« J’AI ENTRAÎNÉ »… K. DIANI
Serge Vaast, éducateur de Kadidiatou Diani à l’ES Vitry, aujourd’hui éducateur pour les U11 féminines à l’US Ivry, raconte les années vitriotes de l’attaquante internationale et comment il l’a découverte.
« Dans ces années-là, j’étais éducateur à l’ES Vitry. Kadidiatou Diani et moi, on habitait dans la même cité, la Cité des Combattants. « Kadi » jouait dans la cour avec ses très bons amis qui faisaient du football. Les jours où il n’y avait pas entraînement, je me mettais à ma fenêtre. Et ce jour-là, j’ai observé Kadidiatou Diani qui jouait en bas. Et déjà, à son âge (10 ans), elle était à l’aise avec le ballon. Elle était très réservée, elle ne parlait pas beaucoup mais, footballistiquement, elle était déjà très forte. Je l’ai observée et j’ai vu que le football était sa passion. Donc un jour, je suis parti la voir et je lui ai dit : « Franchement, tu joues bien, est-ce que tu joues dans un club ? ». Elle m’a répondu que non et je lui ai demandé si ça l’intéresserait. Elle m’a dit : « Oui, mais il faut voir avec mes parents ». J’ai discuté avec son papa qui, catégoriquement, m’a donné une réponse négative. Pour lui, il était hors de question que « Kadi » aille jouer au foot. Quand j’ai vu que le Papa ne voulait pas, je suis passé par la Maman. Elle n’était pas fermée, mais sa priorité était l’école. Donc, avec sa Maman, on a suivi « Kadi » en même temps pour l’école et pour le foot. Et pour elle, si à l’école, ça n’allait pas, on arrêtait le foot. A l’époque, la priorité était l’école et on ne voyait pas le football comme une porte de sortie, ce qui est tout à fait normal. La Maman était d’accord et a donc inscrit Kadidiatou Diani à l’ES Vitry. Et après, pendant quatre ans, j’ai formé « Kadi ». Il n’y avait pas de filles et elle s’est donc entraînée avec les garçons.
« Kadi » ne parlait pas beaucoup, mais sur le terrain, elle parlait avec ses pieds. Elle avait des qualités hors normes. Et quand les autres joueurs ont vu qu’elle était très forte, douée avec le ballon, elle a fait partie du groupe assez facilement et l’intégration s’est bien passée. Il fallait l’encourager et lui dire que ce qu’elle faisait, c’était très bien. Techniquement, elle était très forte. Elle pouvait faire un crochet, un dribble, un passement de jambes, elle était facile avec le ballon. Sa capacité à éliminer l’adversaire, c’était sa force. La première formation, c’est le foot du rue. Elle jouait tout le temps avec ses copains de la cité, et c’est là que l’on apprend beaucoup de gestes techniques. Elle avait la passion du foot, on a continué à la former et, à l’école, elle a aussi fait ce qu’il fallait pour continuer à jouer. Elle a pris confiance au fil des années et elle a été encore plus à l’aise. C’était du foot à 8 ou 9, « Kadi » jouait beaucoup sur les postes d’attaque, milieu droit ou gauche et attaquante.

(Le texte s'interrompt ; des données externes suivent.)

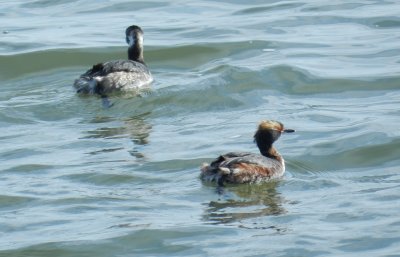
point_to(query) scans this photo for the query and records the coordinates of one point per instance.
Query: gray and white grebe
(244, 167)
(118, 75)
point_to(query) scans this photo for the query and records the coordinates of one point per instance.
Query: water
(80, 180)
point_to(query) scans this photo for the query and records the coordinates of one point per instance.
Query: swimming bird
(245, 167)
(118, 75)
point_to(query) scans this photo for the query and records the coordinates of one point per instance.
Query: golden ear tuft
(270, 124)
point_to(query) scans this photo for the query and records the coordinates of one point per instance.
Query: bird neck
(135, 53)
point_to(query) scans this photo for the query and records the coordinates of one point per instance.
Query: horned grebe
(118, 75)
(243, 167)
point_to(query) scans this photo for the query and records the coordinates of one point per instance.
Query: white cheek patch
(131, 40)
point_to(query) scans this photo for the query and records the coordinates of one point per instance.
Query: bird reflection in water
(136, 128)
(246, 202)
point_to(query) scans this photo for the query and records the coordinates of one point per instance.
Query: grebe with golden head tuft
(244, 167)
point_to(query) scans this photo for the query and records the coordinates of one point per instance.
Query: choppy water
(80, 180)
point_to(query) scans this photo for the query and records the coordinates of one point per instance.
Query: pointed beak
(288, 131)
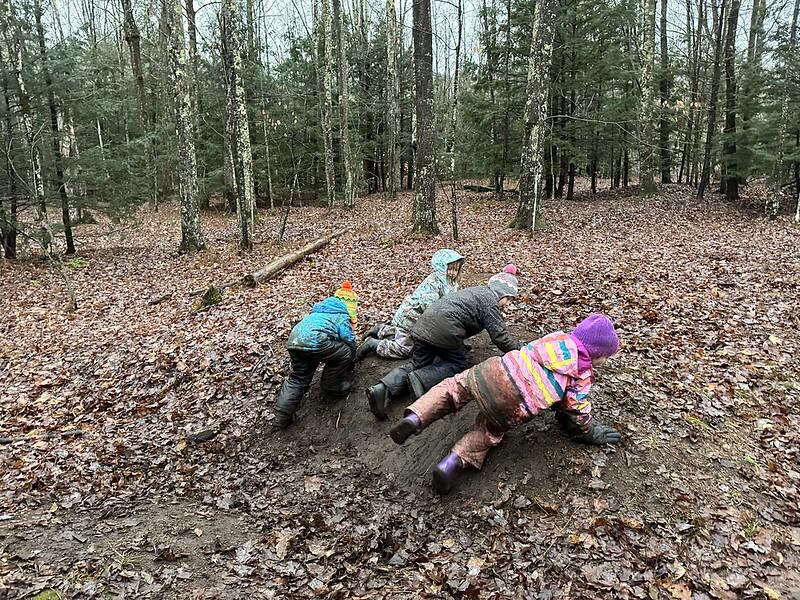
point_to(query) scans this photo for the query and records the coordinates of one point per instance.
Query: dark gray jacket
(450, 320)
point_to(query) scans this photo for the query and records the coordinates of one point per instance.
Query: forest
(183, 184)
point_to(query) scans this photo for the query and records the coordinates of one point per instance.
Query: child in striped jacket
(555, 371)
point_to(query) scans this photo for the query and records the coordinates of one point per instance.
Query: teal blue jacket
(328, 322)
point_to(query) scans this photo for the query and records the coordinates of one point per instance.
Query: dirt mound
(534, 453)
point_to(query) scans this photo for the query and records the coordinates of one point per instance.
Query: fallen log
(483, 188)
(287, 260)
(276, 266)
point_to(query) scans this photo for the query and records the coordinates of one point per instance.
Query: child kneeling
(325, 335)
(552, 372)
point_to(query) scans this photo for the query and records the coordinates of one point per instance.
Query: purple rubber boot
(445, 473)
(404, 428)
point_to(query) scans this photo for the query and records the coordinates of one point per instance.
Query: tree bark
(279, 264)
(711, 126)
(664, 86)
(647, 112)
(132, 37)
(393, 100)
(773, 205)
(56, 138)
(507, 99)
(13, 37)
(191, 233)
(424, 203)
(230, 35)
(451, 144)
(729, 151)
(325, 75)
(344, 107)
(8, 220)
(535, 122)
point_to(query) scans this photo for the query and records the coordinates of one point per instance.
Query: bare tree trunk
(451, 144)
(230, 35)
(393, 100)
(325, 75)
(664, 85)
(536, 109)
(13, 37)
(729, 152)
(424, 204)
(8, 220)
(266, 125)
(774, 201)
(344, 107)
(132, 38)
(647, 113)
(56, 139)
(507, 108)
(719, 16)
(191, 233)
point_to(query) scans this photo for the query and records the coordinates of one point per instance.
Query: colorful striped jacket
(544, 374)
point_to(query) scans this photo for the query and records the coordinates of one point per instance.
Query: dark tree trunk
(732, 177)
(571, 184)
(625, 168)
(56, 139)
(712, 107)
(424, 204)
(664, 128)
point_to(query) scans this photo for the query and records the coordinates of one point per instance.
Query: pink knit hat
(596, 332)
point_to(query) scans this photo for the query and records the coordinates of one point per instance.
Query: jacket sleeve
(575, 411)
(346, 332)
(496, 326)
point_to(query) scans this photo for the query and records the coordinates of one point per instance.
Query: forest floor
(700, 500)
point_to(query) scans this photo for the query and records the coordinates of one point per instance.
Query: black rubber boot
(373, 331)
(378, 398)
(404, 428)
(282, 420)
(416, 386)
(368, 346)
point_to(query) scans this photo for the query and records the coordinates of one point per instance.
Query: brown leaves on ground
(700, 501)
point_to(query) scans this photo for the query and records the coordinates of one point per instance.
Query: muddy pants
(448, 397)
(395, 342)
(336, 381)
(424, 366)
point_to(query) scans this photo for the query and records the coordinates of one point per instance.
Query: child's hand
(599, 435)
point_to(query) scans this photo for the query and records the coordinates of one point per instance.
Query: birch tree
(664, 86)
(325, 78)
(647, 113)
(191, 233)
(230, 35)
(344, 107)
(731, 176)
(424, 203)
(133, 39)
(392, 100)
(535, 121)
(29, 146)
(8, 218)
(773, 205)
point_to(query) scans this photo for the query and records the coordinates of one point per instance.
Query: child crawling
(552, 372)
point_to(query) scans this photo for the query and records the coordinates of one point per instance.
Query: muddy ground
(699, 501)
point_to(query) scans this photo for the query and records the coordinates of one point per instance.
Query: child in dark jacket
(552, 372)
(326, 335)
(393, 339)
(440, 333)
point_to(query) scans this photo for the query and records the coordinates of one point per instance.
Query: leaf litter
(700, 501)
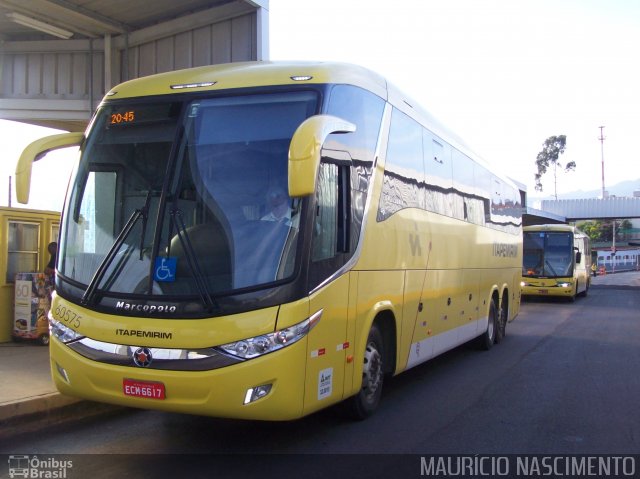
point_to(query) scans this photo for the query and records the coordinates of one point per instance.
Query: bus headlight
(61, 332)
(267, 343)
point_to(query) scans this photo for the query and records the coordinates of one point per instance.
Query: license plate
(143, 389)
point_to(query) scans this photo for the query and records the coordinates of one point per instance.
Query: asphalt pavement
(29, 400)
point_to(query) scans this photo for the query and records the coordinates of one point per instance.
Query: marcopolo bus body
(262, 240)
(556, 261)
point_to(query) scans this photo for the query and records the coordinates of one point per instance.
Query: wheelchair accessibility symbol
(165, 269)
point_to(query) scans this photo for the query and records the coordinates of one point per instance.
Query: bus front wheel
(366, 401)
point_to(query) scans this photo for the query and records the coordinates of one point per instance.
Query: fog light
(63, 373)
(258, 392)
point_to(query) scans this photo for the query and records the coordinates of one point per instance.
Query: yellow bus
(263, 240)
(26, 233)
(556, 261)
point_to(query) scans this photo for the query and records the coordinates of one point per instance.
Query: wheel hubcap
(372, 372)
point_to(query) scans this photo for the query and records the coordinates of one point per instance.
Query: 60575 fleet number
(68, 316)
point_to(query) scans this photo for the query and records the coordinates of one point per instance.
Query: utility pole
(602, 156)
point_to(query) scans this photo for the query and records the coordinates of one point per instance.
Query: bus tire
(489, 336)
(364, 404)
(501, 323)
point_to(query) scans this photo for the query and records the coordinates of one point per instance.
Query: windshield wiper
(192, 261)
(87, 297)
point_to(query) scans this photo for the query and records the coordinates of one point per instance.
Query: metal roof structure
(594, 208)
(59, 57)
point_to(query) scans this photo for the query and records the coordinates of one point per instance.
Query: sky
(503, 74)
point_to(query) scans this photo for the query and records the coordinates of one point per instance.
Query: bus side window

Elle a énormément évolué et, avec ce talent qu’elle avait déjà durant ces quatre années, elle est arrivée où elle en est aujourd’hui. C’est formidable pour le club, la ville, ses parents et sa famille. Je suis fier d’elle. Mon rôle d’éducateur, bénévole, je l’ai toujours. J’ai continué à faire ça pendant 30 ans à l’ESV, en faisant grandir ces jeunes par le biais du foot, en leur expliquant que l’école est aussi une priorité s’ils veulent aller loin et s’en sortir. Si je reviens en arrière, quand j’ai vu « Kadi » partir à Juvisy, être appelée en équipe de France U17, et tout le chemin parcouru jusqu’à aujourd’hui, c’est une fierté pour moi. Et si tous les jeunes pouvaient la prendre en exemple, que ce soient les filles ou les garçons, ce serait bien.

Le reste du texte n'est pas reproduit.